You’ve tried a hundred diets and supplement pills. You’ve tried to increase exercise. You turn to pills and drugs to keep energy up, the weight off, and anything to help you get a handle on life again. You don’t know what else to do, and the chronic daily stress weighing you down mentally, emotionally, spiritually.
Your stress levels is high because you’re permanently on a cortisol high.
When you’ve slept well, it is easier to deal anything when you wake up. Stress and unpleasant situations can wear you down even harder if you’re still fatigued after a poor night’s sleep.
But it’s not just the quality and duration of sleep that affect cortisol levels. What time you go to bed and wake up also plays a role. Research shows that people who work night shifts and sleep during the day are more likely to have elevated cortisol levels.
Shift work under the age of 40 is associated with a higher body mass index (BMI) and higher cortisol levels.
Cortisol Is More than a Stress Hormone
Cortisol is known as a hormone released in response to stress. But it plays a crucial role in regulating our sleep-wake cycle, having to work in tandem with other hormones like melatonin. It also regulates metabolism, reducing inflammation, and controlling blood sugar levels.
Cortisol can be elevated due to lack of sleep, especially in the evening after a lack of sleep. The hypothalamic-pituitary-adrenal system is responsible for producing cortisol.
When a threat to the body appears, the hypothalamus, a part of your brain, synthesizes special substances that are sent to the pituitary epididymis. That in turns turn, sends a signal to the adrenal glands. In response, the adrenal cortex releases cortisol, some of which again enters the brain, affecting the thinking process. This relationship between the brain and the kidneys is called the hypothalamic-pituitary-adrenal axis, or the HPA for short.
The hypothalamic-pituitary-adrenal axis is also responsible for regulating sleep cycles. Stress, illness, or poor nutrition can activate the axis. Subsequently, this can worsen your sleep and increase cortisol.
If You’re Sleeping Late, You’re Living a like a Shift-Worker
The thing is, you’re living like a shift-worker even if you think leading a normal day-night lifestyle. You’re ruining your HPA response just by staying up late, and creating a wired-up stress response for yourself the next day.
If you keep the night owl life, you’re creating a higher stress level than you actually could have.
How can you change your nighttime habits to actually get to sleep earlier?
Sleep hygiene is one of the deciding factors in its quality. Try to create an environment in which the amount of noise and light is minimal.

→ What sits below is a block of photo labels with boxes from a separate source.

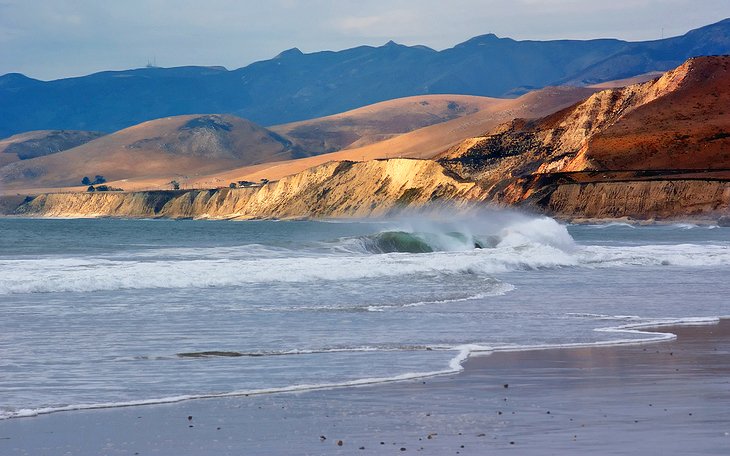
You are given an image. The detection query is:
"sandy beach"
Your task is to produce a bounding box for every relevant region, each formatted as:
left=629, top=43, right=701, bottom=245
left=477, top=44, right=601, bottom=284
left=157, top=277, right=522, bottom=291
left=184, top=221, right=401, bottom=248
left=0, top=320, right=730, bottom=455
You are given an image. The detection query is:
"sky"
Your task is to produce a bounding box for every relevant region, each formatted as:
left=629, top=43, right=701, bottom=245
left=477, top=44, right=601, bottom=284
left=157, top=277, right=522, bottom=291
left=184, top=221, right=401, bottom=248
left=0, top=0, right=730, bottom=80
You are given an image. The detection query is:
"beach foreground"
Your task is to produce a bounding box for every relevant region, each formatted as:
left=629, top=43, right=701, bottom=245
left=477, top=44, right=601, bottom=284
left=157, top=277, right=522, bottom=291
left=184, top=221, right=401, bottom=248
left=0, top=320, right=730, bottom=455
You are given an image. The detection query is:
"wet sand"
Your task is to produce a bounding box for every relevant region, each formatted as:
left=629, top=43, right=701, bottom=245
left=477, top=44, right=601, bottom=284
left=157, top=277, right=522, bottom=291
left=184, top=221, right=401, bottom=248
left=0, top=320, right=730, bottom=455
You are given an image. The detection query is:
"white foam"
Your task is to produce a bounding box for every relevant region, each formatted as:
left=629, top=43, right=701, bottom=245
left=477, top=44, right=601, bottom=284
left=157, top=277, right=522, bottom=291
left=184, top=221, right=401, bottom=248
left=0, top=317, right=720, bottom=419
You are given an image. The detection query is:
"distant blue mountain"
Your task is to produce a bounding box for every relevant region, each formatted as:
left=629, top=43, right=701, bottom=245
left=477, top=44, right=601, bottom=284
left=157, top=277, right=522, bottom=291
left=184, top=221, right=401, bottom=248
left=0, top=19, right=730, bottom=138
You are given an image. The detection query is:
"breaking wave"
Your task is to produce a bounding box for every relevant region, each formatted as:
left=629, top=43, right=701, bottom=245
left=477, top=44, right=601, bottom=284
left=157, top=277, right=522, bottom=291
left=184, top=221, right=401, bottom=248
left=0, top=215, right=730, bottom=295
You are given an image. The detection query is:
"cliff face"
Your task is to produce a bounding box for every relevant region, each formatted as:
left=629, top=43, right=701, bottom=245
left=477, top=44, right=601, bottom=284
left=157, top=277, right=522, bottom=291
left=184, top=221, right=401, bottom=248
left=439, top=56, right=730, bottom=218
left=15, top=159, right=475, bottom=219
left=9, top=56, right=730, bottom=223
left=544, top=180, right=730, bottom=219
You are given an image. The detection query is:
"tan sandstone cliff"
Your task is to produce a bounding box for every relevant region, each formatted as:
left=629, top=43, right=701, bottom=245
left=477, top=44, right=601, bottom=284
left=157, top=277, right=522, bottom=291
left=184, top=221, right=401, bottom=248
left=16, top=159, right=474, bottom=219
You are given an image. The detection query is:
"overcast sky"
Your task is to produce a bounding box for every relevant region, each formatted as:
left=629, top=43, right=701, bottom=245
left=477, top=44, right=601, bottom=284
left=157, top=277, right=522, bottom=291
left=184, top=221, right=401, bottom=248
left=0, top=0, right=730, bottom=80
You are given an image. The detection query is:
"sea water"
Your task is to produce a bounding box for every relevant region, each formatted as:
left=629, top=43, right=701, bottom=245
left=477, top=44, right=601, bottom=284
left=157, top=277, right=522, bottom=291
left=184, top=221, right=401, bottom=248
left=0, top=212, right=730, bottom=418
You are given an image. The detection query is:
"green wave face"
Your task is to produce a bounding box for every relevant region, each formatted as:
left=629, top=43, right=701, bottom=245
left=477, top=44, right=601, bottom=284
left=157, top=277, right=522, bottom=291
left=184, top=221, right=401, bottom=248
left=372, top=231, right=434, bottom=253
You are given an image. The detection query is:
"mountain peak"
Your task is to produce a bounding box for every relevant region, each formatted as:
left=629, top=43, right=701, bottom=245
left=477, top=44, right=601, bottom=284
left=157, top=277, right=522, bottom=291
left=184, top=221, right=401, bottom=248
left=274, top=48, right=304, bottom=59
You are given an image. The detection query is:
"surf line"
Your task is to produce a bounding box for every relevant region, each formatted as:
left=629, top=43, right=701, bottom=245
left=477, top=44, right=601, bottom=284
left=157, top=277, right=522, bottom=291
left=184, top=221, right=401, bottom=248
left=5, top=316, right=730, bottom=420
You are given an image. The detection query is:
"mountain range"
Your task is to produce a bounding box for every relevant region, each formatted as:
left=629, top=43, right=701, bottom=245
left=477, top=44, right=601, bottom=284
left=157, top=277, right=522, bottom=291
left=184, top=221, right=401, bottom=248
left=0, top=19, right=730, bottom=138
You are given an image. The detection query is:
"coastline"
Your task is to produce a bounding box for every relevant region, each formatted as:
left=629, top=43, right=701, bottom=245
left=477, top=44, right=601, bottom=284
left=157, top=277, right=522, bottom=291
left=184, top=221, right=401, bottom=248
left=0, top=320, right=730, bottom=454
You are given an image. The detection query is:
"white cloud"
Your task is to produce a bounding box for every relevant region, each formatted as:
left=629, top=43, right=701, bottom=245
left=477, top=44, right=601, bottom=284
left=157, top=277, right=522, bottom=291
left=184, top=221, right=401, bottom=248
left=0, top=0, right=730, bottom=78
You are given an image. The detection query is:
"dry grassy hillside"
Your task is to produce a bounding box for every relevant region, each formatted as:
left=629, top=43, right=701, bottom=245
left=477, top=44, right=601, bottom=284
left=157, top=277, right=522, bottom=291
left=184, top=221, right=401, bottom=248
left=270, top=95, right=503, bottom=155
left=0, top=115, right=298, bottom=188
left=439, top=57, right=730, bottom=182
left=185, top=87, right=595, bottom=187
left=0, top=130, right=104, bottom=167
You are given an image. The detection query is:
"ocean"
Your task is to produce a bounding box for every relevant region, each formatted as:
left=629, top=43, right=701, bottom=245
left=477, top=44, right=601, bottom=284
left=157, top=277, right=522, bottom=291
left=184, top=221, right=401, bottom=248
left=0, top=211, right=730, bottom=419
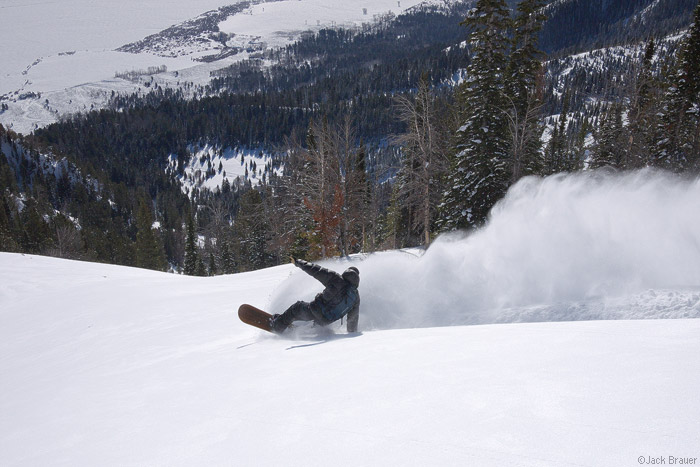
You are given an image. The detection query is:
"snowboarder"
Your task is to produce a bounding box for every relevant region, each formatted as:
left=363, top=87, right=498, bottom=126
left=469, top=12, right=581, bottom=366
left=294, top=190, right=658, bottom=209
left=270, top=258, right=360, bottom=333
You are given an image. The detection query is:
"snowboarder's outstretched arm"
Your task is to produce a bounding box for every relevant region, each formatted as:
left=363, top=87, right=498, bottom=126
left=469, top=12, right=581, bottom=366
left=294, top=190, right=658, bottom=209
left=294, top=259, right=340, bottom=286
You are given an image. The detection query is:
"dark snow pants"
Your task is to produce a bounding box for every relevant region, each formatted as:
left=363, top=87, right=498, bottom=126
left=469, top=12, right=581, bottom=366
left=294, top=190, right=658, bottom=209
left=279, top=301, right=328, bottom=326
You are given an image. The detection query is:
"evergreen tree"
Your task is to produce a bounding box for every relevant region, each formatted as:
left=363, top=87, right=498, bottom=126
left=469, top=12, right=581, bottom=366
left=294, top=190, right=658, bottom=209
left=396, top=75, right=449, bottom=246
left=654, top=2, right=700, bottom=171
left=182, top=216, right=202, bottom=276
left=506, top=0, right=547, bottom=183
left=589, top=104, right=628, bottom=169
left=627, top=38, right=659, bottom=168
left=221, top=239, right=236, bottom=274
left=134, top=200, right=168, bottom=271
left=440, top=0, right=511, bottom=230
left=234, top=190, right=269, bottom=271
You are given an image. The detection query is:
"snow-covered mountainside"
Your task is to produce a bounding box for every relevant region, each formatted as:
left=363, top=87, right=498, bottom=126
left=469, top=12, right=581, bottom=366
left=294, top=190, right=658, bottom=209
left=0, top=0, right=444, bottom=133
left=168, top=145, right=281, bottom=194
left=0, top=171, right=700, bottom=467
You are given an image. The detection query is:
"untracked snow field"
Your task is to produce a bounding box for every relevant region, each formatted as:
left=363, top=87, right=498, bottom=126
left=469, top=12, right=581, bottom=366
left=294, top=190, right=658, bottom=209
left=0, top=0, right=443, bottom=133
left=0, top=253, right=700, bottom=467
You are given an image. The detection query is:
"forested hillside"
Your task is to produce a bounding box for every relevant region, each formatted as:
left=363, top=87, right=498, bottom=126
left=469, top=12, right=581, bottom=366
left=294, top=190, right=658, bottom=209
left=0, top=0, right=700, bottom=274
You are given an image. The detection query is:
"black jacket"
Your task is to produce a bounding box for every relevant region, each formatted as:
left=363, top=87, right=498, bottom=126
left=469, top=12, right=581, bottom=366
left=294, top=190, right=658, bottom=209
left=294, top=259, right=360, bottom=332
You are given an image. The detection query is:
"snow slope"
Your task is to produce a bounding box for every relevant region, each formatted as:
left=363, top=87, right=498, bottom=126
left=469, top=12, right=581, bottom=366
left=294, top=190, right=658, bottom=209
left=0, top=172, right=700, bottom=467
left=0, top=253, right=700, bottom=466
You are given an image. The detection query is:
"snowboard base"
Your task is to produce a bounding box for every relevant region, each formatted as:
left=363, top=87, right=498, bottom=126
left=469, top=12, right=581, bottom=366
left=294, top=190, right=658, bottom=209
left=238, top=303, right=273, bottom=332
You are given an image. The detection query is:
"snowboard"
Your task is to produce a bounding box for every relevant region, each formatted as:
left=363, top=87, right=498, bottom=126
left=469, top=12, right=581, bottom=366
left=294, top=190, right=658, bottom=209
left=238, top=303, right=273, bottom=332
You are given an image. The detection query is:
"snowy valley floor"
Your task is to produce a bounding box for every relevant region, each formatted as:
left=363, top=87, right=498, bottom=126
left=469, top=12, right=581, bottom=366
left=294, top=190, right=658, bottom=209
left=0, top=253, right=700, bottom=467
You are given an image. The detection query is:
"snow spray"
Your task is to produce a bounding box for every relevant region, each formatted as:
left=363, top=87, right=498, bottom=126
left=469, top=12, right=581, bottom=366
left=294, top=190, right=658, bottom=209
left=271, top=169, right=700, bottom=329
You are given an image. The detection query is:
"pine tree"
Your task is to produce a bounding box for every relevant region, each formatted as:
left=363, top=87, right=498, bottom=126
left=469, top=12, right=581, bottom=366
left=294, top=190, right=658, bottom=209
left=396, top=75, right=449, bottom=246
left=234, top=190, right=269, bottom=271
left=627, top=38, right=659, bottom=168
left=654, top=2, right=700, bottom=172
left=134, top=200, right=168, bottom=271
left=182, top=216, right=201, bottom=276
left=221, top=239, right=236, bottom=274
left=589, top=104, right=628, bottom=169
left=440, top=0, right=511, bottom=230
left=506, top=0, right=547, bottom=183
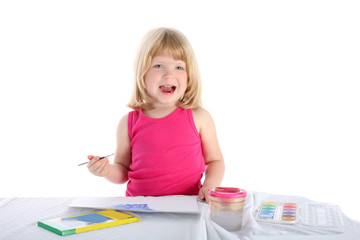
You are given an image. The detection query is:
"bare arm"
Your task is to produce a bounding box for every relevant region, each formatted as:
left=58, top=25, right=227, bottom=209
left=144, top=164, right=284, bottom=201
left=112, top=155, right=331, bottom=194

This will help blackout curtains, eye masks, earplugs.
Tips to Help You Fall Asleep Earlier if You Want to Calm Your Cortisol Levels:
Go to bed and wake up at the same time.
Keep consistent. You’re trying to reset hormones and keep a more productive, calm balance of hormones, rather than live in hormonal hell.
Sleep hygiene is one of the deciding factors in its quality.
Create an environment in which the amount of noise and light is minimal. This will help blackout curtains, eye masks, earplugs.
Wash bedding and sleepwear regularly.
Fresh clean laundry helps the body to relax. Anything that helps you relax is a friend. Keep it non-toxic.
Put away devices that emit blue light (TV, phone, tablet) 2-3 hours before bed.
Blue light jacks up cortisol.
Avoid caffeinated drinks in the afternoon.
Caffeine’s half-life, is anywhere from 2 to 12 hours, depending on your body.
Avoid excessive strength and cardio activities two hours before bed.
Avoid anything overly mentalling stimulating before bed. This means cutting out most news because they’re primed to grab attention and proke a reaction.
Try a grounding sheet.
In this study, researchers found grounding the human body to earth (“earthing”) during sleep reduced cortisol levels at night and even re-synced cortisol levels with the natural 24-hour circadian rhythm profile.